A Walk in the Churchyard in Late Summer

Pewsheets

We had a query come in via the website from someone tracing their ancestors, so on a baking hot September day, Mark, our resident history-sleuth and myself (keeping him company) took ourselves up to St Nicholas’ to peer at ancient inscriptions and scratch our heads at Victorian paper plans of the graves.

Many are worn beyond reading and apparently you aren’t supposed to scrape off the ancient moss as it could be rare. Rare moss…. hmm.  Luckily we were also armed with a book from the Sixties, in which someone had painstakingly typed all the inscriptions legible at that time, which filled in a few literal blanks.

We’d started off our discussion at the back of church to escape the baking heat of the day, and saw that two visitors were looking round, using our new handy quick guides.
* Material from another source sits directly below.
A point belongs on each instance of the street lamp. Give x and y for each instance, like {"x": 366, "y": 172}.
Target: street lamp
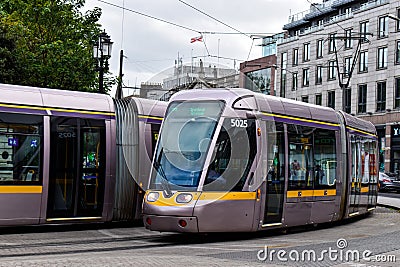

They had good camera equipment and we left so as not to disturb them.

While kneeling on the grass trying to work out if that was an S or an F on a gravestone, the visitors approached us and got chatting about buildings – one man was a self confessed “Norman architecture freak” and the other “came along to take the pictures”. We were able to point them next in the direction of St Margaret’s at Ifield as another site of interest (especially as it’s near a pub!) and in return, the kindly photographer has just sent me a disk of the photographs he took of St Nicholas’.

A lovely morning for all. Here are some of his photographs. Thank you David!